Another exhibit for Cobalt was a row of four whiskey bottles in the Circle City saloon. Three were empty and one was about a third full. It was solemnly declared that he had drunk all of that whiskey during a single long session in the saloon. This would have been about two-thirds of a gallon of strong whiskey. The exhibit was kept on show partly as a curiosity and partly to demonstrate the excellent quality of the red-eye which was sold in the saloon. I leave those to judge of this feat who know what a strong head is needed to resist the punishment contained in a single bottle of whiskey.

In Eagle Falls I saw a large axe blade whose head was completely buried in hardwood and the handle shattered. This had been accomplished, it was said, at a single stroke by Cobalt. I examined the head of the axe carefully, and it seemed to me that I could detect the evidences of hammering to force the axe deeper into the wood.

These anecdotes may help to prepare the reader for the state of mind through which the men of the arctic looked at Cobalt. In person he was not a giant. I never heard his exact height or weight, but he looked not an inch over six feet, and his shoulders were by no means as massive as many I have seen. In fact, there was nothing remarkable about him except when he got in action. To see him sitting, Cobalt was nothing unusual. When he spoke, there was an odd quality about his voice that made men turn their heads and women also. When he walked, his step had the quality of one about to leap away at full speed.

He came in during the early days, well before the Dawson rush. He was twenty-two when he reached Circle City, and he mined there for two years before the Bairds arrived. That was the turning point in Cobalt's life. Most of the men who have been in Circle City can remember Henry Baird, his rosy face, his lack of eyebrows, and his wonderful luck at the mines. And even those who never saw her know all about his daughter, Sylvia.

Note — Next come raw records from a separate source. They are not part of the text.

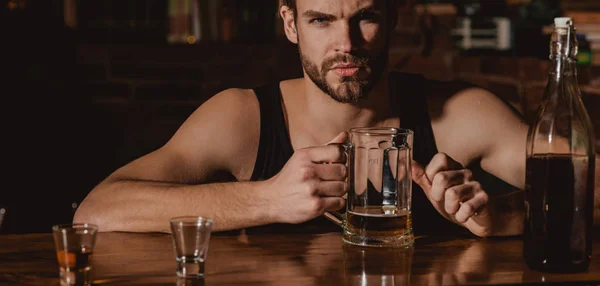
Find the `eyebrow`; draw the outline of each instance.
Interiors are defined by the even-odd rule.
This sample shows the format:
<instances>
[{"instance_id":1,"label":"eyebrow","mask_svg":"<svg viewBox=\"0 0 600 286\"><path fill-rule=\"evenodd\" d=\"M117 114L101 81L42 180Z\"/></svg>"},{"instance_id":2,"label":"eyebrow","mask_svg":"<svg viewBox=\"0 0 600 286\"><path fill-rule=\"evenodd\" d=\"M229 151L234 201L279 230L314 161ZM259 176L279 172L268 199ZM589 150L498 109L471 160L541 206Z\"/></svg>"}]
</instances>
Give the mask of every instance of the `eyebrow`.
<instances>
[{"instance_id":1,"label":"eyebrow","mask_svg":"<svg viewBox=\"0 0 600 286\"><path fill-rule=\"evenodd\" d=\"M323 12L319 12L319 11L315 11L315 10L308 10L308 11L302 13L302 16L305 17L305 18L325 18L325 19L328 19L328 20L335 19L334 15L323 13Z\"/></svg>"},{"instance_id":2,"label":"eyebrow","mask_svg":"<svg viewBox=\"0 0 600 286\"><path fill-rule=\"evenodd\" d=\"M372 13L372 14L376 14L376 15L381 15L381 11L379 9L375 9L374 7L366 7L363 9L360 9L358 11L356 11L356 13L352 16L355 17L356 15L361 15L363 13ZM304 12L302 14L303 17L305 18L325 18L328 20L335 20L336 17L334 15L331 14L327 14L327 13L323 13L323 12L319 12L319 11L315 11L315 10L308 10L306 12Z\"/></svg>"}]
</instances>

I suppose she was what a scientist would have called a biological "sport," a freak, a sudden throw forward from her ancestry. Certainly there appeared to be nothing of her father about her. Her hair was glistening black and fine as a spider's web. She had black eyebrows, beautifully arched, and under the brows were blue eyes not gray blue, not sky blue, but the lustrous and unfathomable blue of the sea. She was rather small; I don't think that a big woman could have been made so exquisitely. It was enough for me to sit at Henry Baird's table and look at her hand alone, at the luster of the pink nails and the white glow of the skin. She was a radiant creature.

Nearly everyone in Circle City went mad about her, but I don't think that even the most audacious thought of making love to her. She was too beautiful. Her beauty set her apart. We looked up to her as to a being of another world. We talked to her with an odd respect, as if to some famous sage or reverend divine. Then young Cobalt came in and saw her.

Some people said that he did not need to go mad, because he had always been mad. Nobody but a madman would have done the things he had accomplished or tried to accomplish. Nobody, for instance, would have driven a team of six timber wolves and treated them like dogs. So it followed, as a matter of course, when Cobalt saw the girl, he tried to scale heaven and get at her. He saw her once and went right down to see Henry Baird. Baird was new to the country, but naturally he had heard a great deal about Cobalt.

He was rather frightened when the famous young man came in, took his hand in that terrible grasp of his, and looked him in the face with those steel-gray eyes which turned to pale-blue flame when he spoke of Sylvia. However, Baird was a sensible man. He said that he had not the slightest objection to Cobalt. For his own part he hoped that his daughter would not marry a man with less than a hundred thousand and a home to offer her. Of course, a hundred thousand meant a great deal more in those days than it does now. But everything really depended upon Sylvia herself. Had Cobalt spoken to her before on the subject? Did she care for him?

Cobalt said that he hadn't, but that he would make her care. That was how the trouble started. He went to Sylvia and spoke to her. And Sylvia laughed!

"Are you doing this on a bet, Cobalt?" she asked.